La fairness tax s’oppose-t-elle à la directive mère-filiale européenne ?

La Cour de Justice juge que la fairness tax ne peut pas être considérée comme une retenue à la source interdite.

Elle suit toutefois l’avis de l’avocat-général selon lequel la fairness tax va à l’encontre de la directive mère-filiale puisque les bénéfices de la filiale sont imposés à concurrence de plus de 5% si la société mère belge distribue les bénéfices obtenus de la filiale après l’année durant laquelle elle les a reçus.

Portée de l’arrêt de la Cour de Justice ?

La fairness tax ne s'oppose pas totalement à la directive mère-filiale européenne. Cependant, le champ d’application de cette taxe n’est pas compatible avec la directive dès lors qu’il permet que des dividendes perçus antérieurement et qui ont été déduits dans les limites fixées par la directive précitée soient taxés lors de leur distribution. En effet, du fait de cette taxation, le seuil maximum d’imposition de 5% fixé par la directive en ce qui concerne les dividendes reçus est dépassé.

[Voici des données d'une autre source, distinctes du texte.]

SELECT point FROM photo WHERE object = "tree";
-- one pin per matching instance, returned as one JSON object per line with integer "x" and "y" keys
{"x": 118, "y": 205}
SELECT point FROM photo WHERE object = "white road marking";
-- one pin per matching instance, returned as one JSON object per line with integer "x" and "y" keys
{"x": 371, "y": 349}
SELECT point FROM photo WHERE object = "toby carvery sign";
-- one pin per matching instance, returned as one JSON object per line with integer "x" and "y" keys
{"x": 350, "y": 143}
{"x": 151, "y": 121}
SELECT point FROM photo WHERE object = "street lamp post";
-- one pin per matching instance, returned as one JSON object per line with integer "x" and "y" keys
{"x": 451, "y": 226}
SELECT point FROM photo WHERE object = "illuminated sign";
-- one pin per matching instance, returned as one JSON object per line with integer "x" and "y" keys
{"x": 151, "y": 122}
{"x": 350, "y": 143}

Étant donné la portée limitée de l’arrêt, il est possible que le gouvernement belge décide d’adapter la législation relative à la fairness tax afin de l’aligner sur le point de vue de la Cour de Justice.

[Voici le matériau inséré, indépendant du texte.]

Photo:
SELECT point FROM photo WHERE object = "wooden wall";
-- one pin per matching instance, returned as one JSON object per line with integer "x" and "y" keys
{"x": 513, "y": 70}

La manière dont la Cour constitutionnelle jugera la problématique de la liberté d’établissement n’est pas encore connue.

Le réel impact pour les contribuables qui ont déjà payé la fairness tax ne sera clarifié que lorsque la Cour constitutionnelle belge aura rendu un arrêt final. Nous remarquons qu'un éventuel arrêt d’annulation de la Cour constitutionnelle est un nouveau fait qui donne droit à la demande d'un dégrèvement d’office, dans le cadre duquel le contribuable pourrait recouvrer tout impôt indûment prélevé durant les cinq années précédentes.